Ce colloque vise à approcher la mise en mémoire et les processus de patrimonialisation de la frontière à l’œuvre dans des régions frontalières ou dans le contexte d’Etats multiculturels. L’analyse pourra ainsi tout autant concerner les productions patrimoniales autour de frontières politiques et historiques que la construction de frontières intérieures. Sans restriction géographique, il prolonge les réflexions engagées autour de la problématique de la frontière dans le cadre d’un séminaire franco-espagnol tenu à la MSH-M depuis 2008 en s’ouvrant à d’autres régions d’Europe et du monde. L’objectif est d’envisager simultanément la construction des démarcations culturelles et les dynamiques de production d’éléments patrimoniaux – au sens large – dans leur relation avec les frontières politiques et physiques. On s’interrogera ainsi sur les balises patrimoniales et les supports des constructions mémorielles dans lesquelles se pensent les acteurs et sur la production des lieux frontières qu’elles contribuent à qualifier. Il s’agira alors de porter une attention particulière aux processus en jeu dans les productions d’imaginaires de la frontière et du voisinage.
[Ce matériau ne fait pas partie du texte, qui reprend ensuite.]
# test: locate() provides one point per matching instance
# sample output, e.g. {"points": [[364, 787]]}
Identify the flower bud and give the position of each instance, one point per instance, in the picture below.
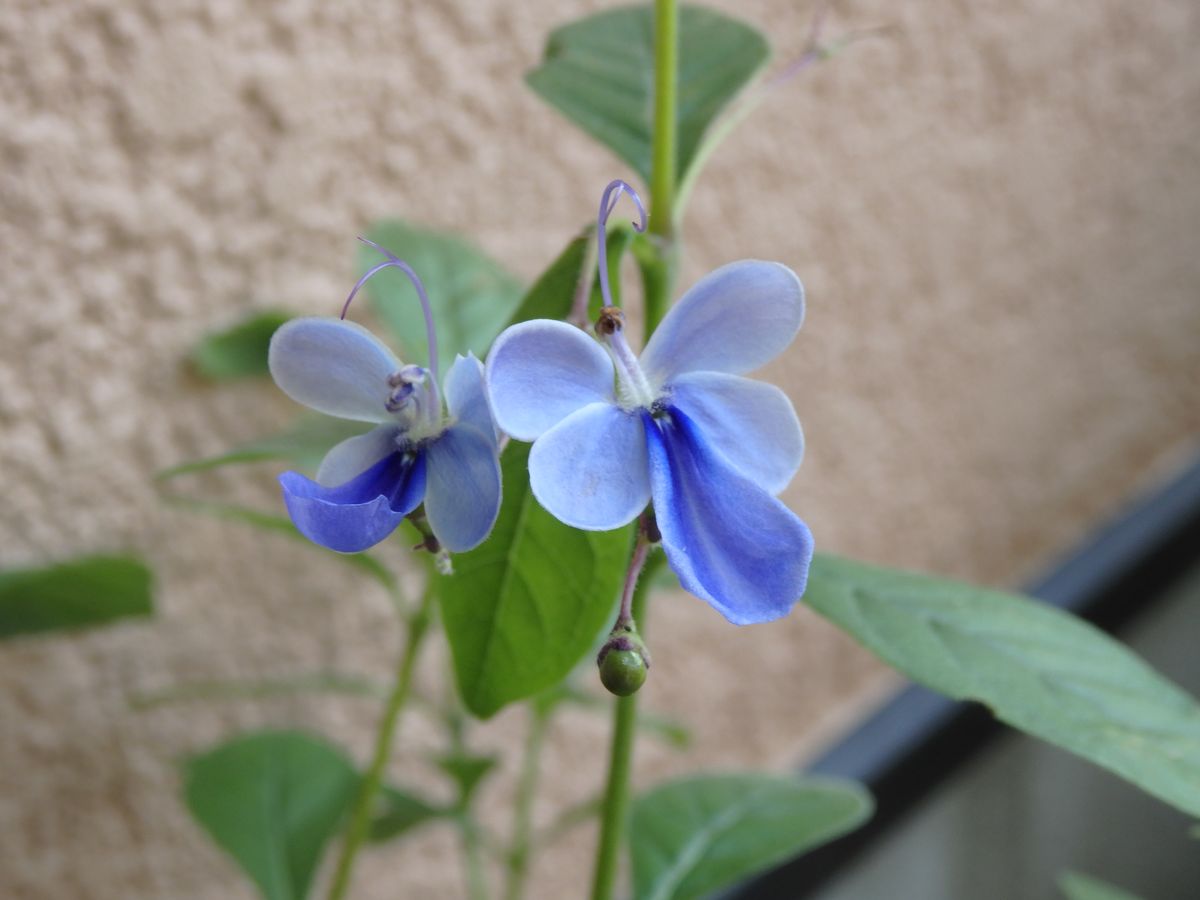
{"points": [[623, 661], [623, 672]]}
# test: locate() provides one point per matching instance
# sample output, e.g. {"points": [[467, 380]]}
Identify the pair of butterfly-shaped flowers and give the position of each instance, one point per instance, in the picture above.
{"points": [[679, 426]]}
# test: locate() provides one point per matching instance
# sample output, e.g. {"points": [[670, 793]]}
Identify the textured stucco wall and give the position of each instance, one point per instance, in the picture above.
{"points": [[994, 210]]}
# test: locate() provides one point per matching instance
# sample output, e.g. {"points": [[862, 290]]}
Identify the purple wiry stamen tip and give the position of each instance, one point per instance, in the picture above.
{"points": [[607, 204], [395, 262]]}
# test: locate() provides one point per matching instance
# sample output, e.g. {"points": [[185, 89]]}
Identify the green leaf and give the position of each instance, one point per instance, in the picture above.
{"points": [[304, 445], [401, 811], [553, 294], [703, 833], [472, 295], [281, 526], [78, 593], [467, 771], [599, 72], [1037, 667], [273, 801], [1075, 886], [240, 351], [521, 610]]}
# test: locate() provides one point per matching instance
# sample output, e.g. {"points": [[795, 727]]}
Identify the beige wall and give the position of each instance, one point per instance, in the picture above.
{"points": [[995, 210]]}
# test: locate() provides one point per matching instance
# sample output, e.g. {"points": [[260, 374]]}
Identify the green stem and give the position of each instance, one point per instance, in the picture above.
{"points": [[621, 761], [522, 820], [658, 275], [666, 89], [360, 816], [659, 267], [473, 855]]}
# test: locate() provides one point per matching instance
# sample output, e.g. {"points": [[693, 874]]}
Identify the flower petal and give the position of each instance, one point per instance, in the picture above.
{"points": [[733, 319], [361, 513], [463, 493], [334, 366], [466, 396], [731, 543], [750, 424], [353, 456], [539, 372], [591, 471]]}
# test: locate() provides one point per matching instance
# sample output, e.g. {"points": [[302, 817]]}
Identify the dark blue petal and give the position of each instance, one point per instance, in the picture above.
{"points": [[731, 543], [360, 513]]}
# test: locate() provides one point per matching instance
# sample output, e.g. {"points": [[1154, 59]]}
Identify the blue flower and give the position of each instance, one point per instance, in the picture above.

Comment les acteurs locaux articulent-ils les lisières mouvantes et mobiles de l’imaginaire d’une communauté d’appartenance avec les frontières politiques tangibles qui circonscrivent un territoire national ? Qu’en est-il de la matérialité de ces limites symboliques, que celles-ci soient élaborées dans des cadres institutionnels ou non ? Si les frontières de l’identification sont mobiles, n’est-ce pas malgré tout à partir de frontières fixes que les acteurs sociaux pensent leur appartenance ? En quoi celles-ci constituent-elles alors un héritage, objet de mémoires sociales, lesté par une histoire repensée, attesté par une substance patrimoniale ? Ou bien, selon une tout autre perspective, en quoi les frontières physiques sont-elles l’objet d’une invention et d’une production spatio-temporelle dans l’objectif de créer et/ou renforcer une autochtonie ?
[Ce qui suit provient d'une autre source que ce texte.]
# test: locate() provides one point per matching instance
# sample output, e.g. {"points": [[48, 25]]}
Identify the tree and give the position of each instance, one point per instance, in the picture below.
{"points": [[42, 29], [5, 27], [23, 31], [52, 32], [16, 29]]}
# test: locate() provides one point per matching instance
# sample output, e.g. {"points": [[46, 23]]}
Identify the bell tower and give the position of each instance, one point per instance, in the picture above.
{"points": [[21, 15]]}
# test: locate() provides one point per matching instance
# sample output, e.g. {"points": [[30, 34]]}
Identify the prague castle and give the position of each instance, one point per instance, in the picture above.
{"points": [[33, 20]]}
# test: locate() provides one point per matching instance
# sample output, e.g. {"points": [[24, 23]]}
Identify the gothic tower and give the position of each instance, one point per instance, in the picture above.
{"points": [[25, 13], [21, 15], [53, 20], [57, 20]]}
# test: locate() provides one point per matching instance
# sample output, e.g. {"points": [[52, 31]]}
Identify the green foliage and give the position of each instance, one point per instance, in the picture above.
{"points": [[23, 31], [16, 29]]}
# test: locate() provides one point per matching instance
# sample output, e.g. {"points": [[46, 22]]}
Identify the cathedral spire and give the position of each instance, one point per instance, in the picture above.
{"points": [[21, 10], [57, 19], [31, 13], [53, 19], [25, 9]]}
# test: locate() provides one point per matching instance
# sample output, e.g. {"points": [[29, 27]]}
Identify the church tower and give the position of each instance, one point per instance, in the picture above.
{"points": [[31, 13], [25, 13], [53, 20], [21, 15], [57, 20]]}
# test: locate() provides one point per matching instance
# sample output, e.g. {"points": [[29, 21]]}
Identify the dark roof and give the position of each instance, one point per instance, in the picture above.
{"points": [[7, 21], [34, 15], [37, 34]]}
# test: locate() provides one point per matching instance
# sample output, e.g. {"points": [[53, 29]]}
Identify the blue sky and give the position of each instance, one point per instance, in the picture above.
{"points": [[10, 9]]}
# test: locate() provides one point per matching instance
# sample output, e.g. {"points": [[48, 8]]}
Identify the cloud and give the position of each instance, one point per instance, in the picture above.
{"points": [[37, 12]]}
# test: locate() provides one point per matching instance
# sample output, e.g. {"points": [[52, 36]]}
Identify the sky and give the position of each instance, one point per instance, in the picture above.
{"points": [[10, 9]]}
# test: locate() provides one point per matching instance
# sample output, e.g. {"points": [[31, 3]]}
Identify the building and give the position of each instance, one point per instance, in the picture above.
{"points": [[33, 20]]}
Lieu et institution : MSH-M Montpellier. Le colloque prend en charge l’hébergement (hôtel). Les trajets, sauf exception (pour les non statutaires par exemple) sont à la charge des laboratoires d’appartenance.

Coordination :
- Carine Chavarochette, CREDA-CNRS, IHEAL : carinechavarochette gmail.com ;
- Magali Demanget, CERCE-UPV- Montpellier 3 : magali.demanget univ-montp3.fr ;
- Olivier Givre, CREA-Université Lumière Lyon 2 : oligivre yahoo.com

Comité scientifique :
- Alain Babadzan (CERCE – Université Montpellier 3) ;
- Daniel Fabre (LAHIC –EHESS) ;
- Olivier Leservoisier (CREA – Université Lyon 2) ;
- Lucille Medina (ART-DEV – Université Montpellier 1) ;
- Paul Pandolfi (Directeur MSH-M) ;
- Christophe Roux (CEPEL – Montpellier) ;
- Galia Vâltchinova (LISST – université Toulouse le Mirail) ;
- Sébastien Velut (CREDA – IHEAL)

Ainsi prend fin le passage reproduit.